- Born: 1963 Tokyo, Japan
- Died: 28 May 2019 (aged 55–56) Tokyo, Japan

Gymnastics career
- Discipline: Women's artistic gymnastics
- Country represented: Japan

= Yayoi Kano =

Japanese artistic gymnast (1963–2019)

Yayoi Kano , married name Sasada , was a Japanese women's artistic gymnast. She was a three-time national champion, competed at the 1978 and 1982 Asian Games, and taught at Kokugakuin University.

== Early life ==

Kano was born in Tokyo. She attended the Kokugakuin University-affiliated high school and Nippon Sport Science University.

== Career ==

During Kano's career, she made four appearances at the World Championships and won three all-around national titles.

In 1978, at age 15, Kano became the youngest-ever winner of the Japanese Artistic Gymnastics Championships. At the 1978 World Championships, she finished 23rd in the all-around.
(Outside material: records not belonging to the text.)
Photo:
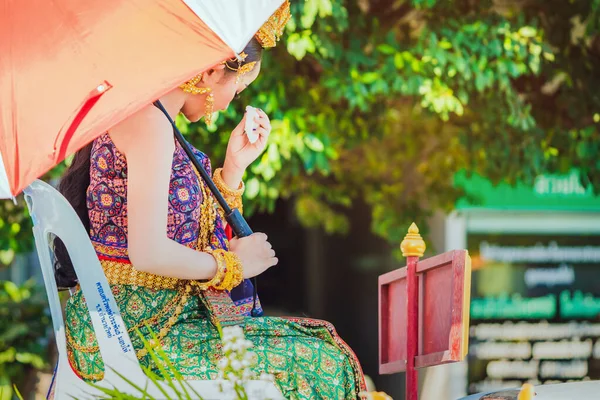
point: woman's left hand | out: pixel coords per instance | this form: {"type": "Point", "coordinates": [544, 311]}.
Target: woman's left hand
{"type": "Point", "coordinates": [240, 152]}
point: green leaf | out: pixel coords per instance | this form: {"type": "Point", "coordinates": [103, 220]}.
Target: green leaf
{"type": "Point", "coordinates": [527, 31]}
{"type": "Point", "coordinates": [252, 188]}
{"type": "Point", "coordinates": [386, 49]}
{"type": "Point", "coordinates": [13, 291]}
{"type": "Point", "coordinates": [314, 143]}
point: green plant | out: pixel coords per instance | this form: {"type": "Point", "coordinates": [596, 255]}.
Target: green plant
{"type": "Point", "coordinates": [23, 334]}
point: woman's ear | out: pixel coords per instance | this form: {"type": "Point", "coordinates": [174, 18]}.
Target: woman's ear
{"type": "Point", "coordinates": [214, 74]}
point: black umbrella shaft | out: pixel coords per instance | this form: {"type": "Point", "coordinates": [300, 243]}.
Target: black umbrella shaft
{"type": "Point", "coordinates": [234, 218]}
{"type": "Point", "coordinates": [238, 224]}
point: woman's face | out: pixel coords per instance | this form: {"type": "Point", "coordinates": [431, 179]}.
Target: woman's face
{"type": "Point", "coordinates": [224, 88]}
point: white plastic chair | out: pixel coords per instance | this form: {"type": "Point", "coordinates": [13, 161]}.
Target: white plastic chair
{"type": "Point", "coordinates": [52, 214]}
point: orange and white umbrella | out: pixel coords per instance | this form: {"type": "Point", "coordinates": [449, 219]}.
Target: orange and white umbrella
{"type": "Point", "coordinates": [71, 69]}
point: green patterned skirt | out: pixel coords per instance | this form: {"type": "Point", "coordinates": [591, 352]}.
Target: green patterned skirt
{"type": "Point", "coordinates": [306, 357]}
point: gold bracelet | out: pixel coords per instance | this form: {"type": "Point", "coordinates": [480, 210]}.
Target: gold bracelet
{"type": "Point", "coordinates": [226, 190]}
{"type": "Point", "coordinates": [233, 197]}
{"type": "Point", "coordinates": [233, 270]}
{"type": "Point", "coordinates": [219, 277]}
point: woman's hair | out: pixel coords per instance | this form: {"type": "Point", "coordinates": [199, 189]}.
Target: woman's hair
{"type": "Point", "coordinates": [74, 183]}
In December, she competed at the 1978 Asian Games, where she placed 5th in the all-around. She qualified to the floor exercise final, where she won the bronze medal, and the balance beam final, where she placed 5th.
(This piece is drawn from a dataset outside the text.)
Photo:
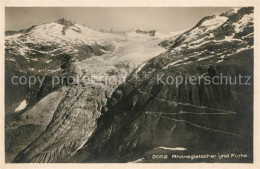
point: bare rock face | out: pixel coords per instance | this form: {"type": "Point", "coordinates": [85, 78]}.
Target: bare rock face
{"type": "Point", "coordinates": [138, 117]}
The next year, Kano made her second appearance at the World Championships and placed 26th. She also placed 12th at the 1979 FIG World Cup.
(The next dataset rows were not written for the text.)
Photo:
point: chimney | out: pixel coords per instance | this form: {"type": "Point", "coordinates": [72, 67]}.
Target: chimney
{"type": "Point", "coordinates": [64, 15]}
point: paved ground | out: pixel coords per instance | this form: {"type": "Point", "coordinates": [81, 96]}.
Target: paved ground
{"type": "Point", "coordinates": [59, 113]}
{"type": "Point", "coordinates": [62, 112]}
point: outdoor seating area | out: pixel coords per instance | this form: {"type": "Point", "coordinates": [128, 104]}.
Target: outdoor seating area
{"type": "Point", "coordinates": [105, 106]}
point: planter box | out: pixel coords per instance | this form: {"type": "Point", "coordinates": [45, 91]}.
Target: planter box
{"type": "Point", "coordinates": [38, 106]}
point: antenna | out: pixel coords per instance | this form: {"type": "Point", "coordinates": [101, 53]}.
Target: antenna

In 1980, she won the Japanese Championships for a second time. She also won the selection event for the 1980 Summer Olympics team; however, due to the Soviet Invasion of Afganistan, Japan boycotted the 1980 Olympics. Kano did attend the USGF International Invitational 1980, an alternative gymnastics events for countries boycotting the Olympics, where she tied for 10th place in the all-around with Kelly Garrison. She qualified for three out of four event finals and placed 5th on uneven bars and floor exercise and 6th on vault.

The following year, she won her third national title. She competed at the 1981 Summer Universiade in July, where she placed 10th. In November, she again placed 26th at the 1981 World Championships. The next year, at the 1982 Asian Games, she finished 10th in the all-around and qualified for the uneven bars final, where she placed 6th.

In 1983, she again competed at the Summer Universiade, where she finished in 17th. She also competed at the 1983 World Championships and placed 12th in the team event with her teammates, but she did not advance to the all-around final.

She attempted to qualify for the 1984 Summer Olympics; however, she was 9th at the internal selection event and did not make the team. She retired from competition afterwards.

== Post-gymnastics career ==
Kano coached at her alma mater, Nippon Sport Science University. In 2013, she became an associate professor at Kokugakuin University, where she initially taught in the Department of Child Studies, then transferred to the Department of Health and Physical Education in 2019. She published on sports and child development and ran a parent-child workshop on exercise. Kano was also vice chair of the Japan Gymnastic Association's Coach Development Committee. Her eldest daughter, Sasada Natsumi, became a successful artistic gymnast as well.

She died of liver failure on 28 May 2019.